By Deborah Wroe
We are blessed in the UK to have so many public parks. Contrary to what many think, we actually only live on 2.7% of England’s landscape* which is all the more surprising when you consider how much coverage nimbies get when much needed house building is curtailed by vocal locals. I absolutely love parks, I get a real kick from nature; the ever-changing landscape, the baby ducks at this time of year, the birds in general (yup I’m a closet twitcher as well as a tweeter), and the wild garlic which this year I’ve picked for the first time and used in my cooking. I’m always looking for new parks to explore and I recently discovered a park which is simply stunning; acres of open space, magnificent trees, frolicking lambs, stunning views, but a downright annoying ‘Please keep off the grass’ sign.
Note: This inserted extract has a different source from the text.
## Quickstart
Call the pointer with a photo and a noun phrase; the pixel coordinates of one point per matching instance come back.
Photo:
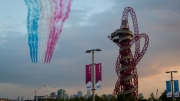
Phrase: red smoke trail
(55, 31)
‘Please keep off the grass’ is a very British sign, and very British thing, a trait we have, a culture of telling people what not to do. Contrast this with Sydney Botanical Gardens, 75 acres of space in the CBD, and right on Sydney Harbour, which has signs saying ‘Please walk on the grass’. How utterly refreshing, and welcoming, particularly to poms who are more used to the British way. The signs instantly put a smile on your face, well they did mine.
Back to Blighty, and the ‘Please keep off the grass’ sign in my most recently discovered park just reinforced for me how off-putting this British trait is, as it literally stopped me in my tracks. I focused for a minute on what I couldn’t do rather than what I could. Acres and acres of space but this one spot I couldn’t walk on irked me.
It would have been a much more positive experience if there were massive signs saying ‘enjoy’, ‘roam’, ‘run’, ‘skip through the tulips’ (there were no tulips, just making a point) and then maybe one saying ‘apart from this bit, please, we need this bit for xxx’.
Ditto a local swimming pool and spa I have recently been visiting. It’s a fabulous pool, with a wonderful steam room and sauna, and hydrotherapy pool – all accompanied by signage of ‘don’ts’. Admittedly ‘don’t stay in longer than 15 minutes’, ‘don’t enter steam room within one hour after consuming alcohol’ is a step up from the ‘no heavy petting’ signs at my local baths when I was a child (Oldham was not unique in this by the way – we didn’t have a monopoly on swimming pool snoggers).
But again, they miss the opportunity to outline the benefits. ‘Steam rooms benefit you by xxxx’, – see I can’t even fill in the xxx as I have no clue what the benefits are.
Yes we need rules, but there are ways and means of informing people of the rules (and avoiding being sued, which is the rational behind some of these signs I’m sure).
Extolling the virtues of taking a sauna is more likely to convert a new visitor to enter the sauna….and come back again…and tell others, than to dismiss it out of hand. A lack of information is as bad as negative information and can make a customer turn around and give up on you.
Shake off that British modesty, that love of rules and lists of don’ts. Be bold, kick off your shoes, run barefoot through the grass and never miss an opportunity to tell a story.